A year of crisis: How Lebanon’s ‘revolution’ turned to disaster
Good-humoured protests a year ago soon turned fractious – and then tragedy struck
A Lebanese anti-government protester draped in a national flag sits overlooking the Mohammed al-Amin mosque and the Martyrs square in Beirut on November 14th, 2019. Photograph: Patrick Baz/AFP via Getty Images
In the evening, as we tailed his motorcade to our hotel from the Serail, the handsome Ottoman barracks where premier Saad Hariri hosted a banquet, 150 protesters took to the streets nearby.
They demanded electricity, water, jobs, reforms and an end to the sectarian system of governance imposed by colonial ruler France before independence in 1943. Lebanon has not seen a normal day since.
The trigger for the protest was a tax on WhatsApp calls, one in a series of demands imposed on the public to fill depleted state coffers with hard currency – and thus enable purveyors of food, medicine and fuel to supply essentials for a country which imports 80 per cent of its needs.
The uprising was dubbed a “revolution” by hundreds of thousands of Lebanese of all backgrounds and faiths who filled the capital’s central squares, turned out in towns and cities across the country, and erected barricades on highways.
Happy revolutionaries brought children to the demonstrations, brandished flags and posters and handed out bottles of water and sweets.
Lebanese were as optimistic as the cheerful Egyptians who massed in Cairo’s Tahrir Square during the 2011 rising.
Lebanese activists made plans for the day when their country would shed corrupt sectarian warlords and feudal bosses who had misruled for decades through patronage and clientelism.
But thugs from the status quo Shia Amal and Hizbullah movements attacked the revolutionaries. Troops and security agents also tried to crush the protests but failed.
At the end of October Hariri resigned, but he remained as caretaker until a “reformist” government of “experts” under Hassan Diab was installed in January.
The ministers were not the independents that the revolutionaries demanded, but factional appointees. Determined to stay in power, the politicians procrastinated and prevaricated while foreign donors and the International Monetary Fund withheld $21 billion to rescue the economy until specific reforms were enacted.
In February, Covid-19 made its debut – lockdowns were prescribed but cases soared. Lebanese faced the pandemic as well as economic collapse, political meltdown, and revolution.
On August 4th, a massive explosion of ammonium nitrate devastated Beirut’s port and neighbouring quarters, killing more than 200, injuring thousands and rendering 300,000 homeless, deeply traumatising the nation.
Writing in Arabic daily al-Nahar, pediatritian Rana Sharara-Chami said Lebanese souls are “scarred forever”. Lebanese wanted to “be alive, to survive”.
They forgot about “their money trapped in banks, the currency devaluation, and the lost opportunities; the Covid-19 pandemic swiftly dwarfed in perspective”.
Diab resigned. French president Emanuel Macron accused politicians of “collective betrayal” and choosing partisan and personal interests over country. Diab’s successor, Mustapha Adib, could not form a cabinet of independents and stood down.

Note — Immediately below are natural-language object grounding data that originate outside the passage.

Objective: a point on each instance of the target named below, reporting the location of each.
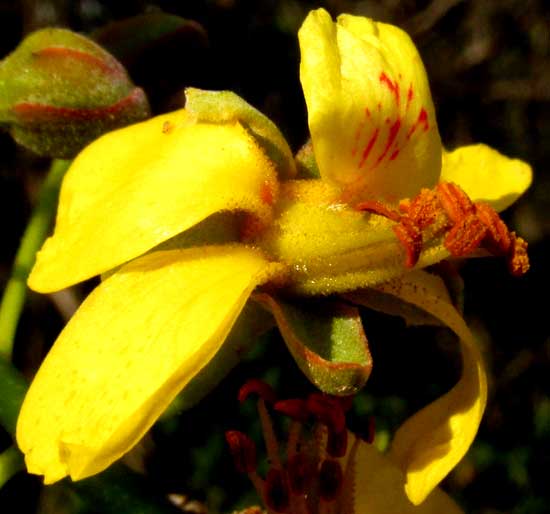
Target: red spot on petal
(266, 193)
(422, 120)
(368, 147)
(394, 130)
(394, 154)
(410, 96)
(391, 85)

Revolutionaries cleared the debris and rebuilt. UN agencies and donors routed funds to local organisations, bypassing the government.

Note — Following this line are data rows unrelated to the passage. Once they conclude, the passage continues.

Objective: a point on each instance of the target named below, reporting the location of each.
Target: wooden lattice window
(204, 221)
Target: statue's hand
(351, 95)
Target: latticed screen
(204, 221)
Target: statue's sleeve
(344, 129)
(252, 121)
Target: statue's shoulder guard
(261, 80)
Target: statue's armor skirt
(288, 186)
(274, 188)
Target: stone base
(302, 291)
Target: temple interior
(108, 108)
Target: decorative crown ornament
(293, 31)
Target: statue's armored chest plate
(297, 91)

Procrastination has been the politicians’ chief tool to defeat the revolutionaries. Parliamentary consultations on reappointing Hariri prime minister have been postponed from this week to next.
Nevertheless, Lebanon has not come full circle. Although despairing Lebanese have emigrated, the revolutionaries have made gains. Lebanese have learned that if they are to survive, the regime must change.
An independent now heads the bar association, parliament passed two anti-corruption laws, eight deputies have resigned, and an international audit of the central bank is under way. The World Bank cancelled a loan for a dam that activists argued would destroy a biodiverse valley.
Devious politicians have echoed the call for a secular regime. Lebanese understand that change will take time and they must persevere, organise and form alliances to ensure their revolution does not fail.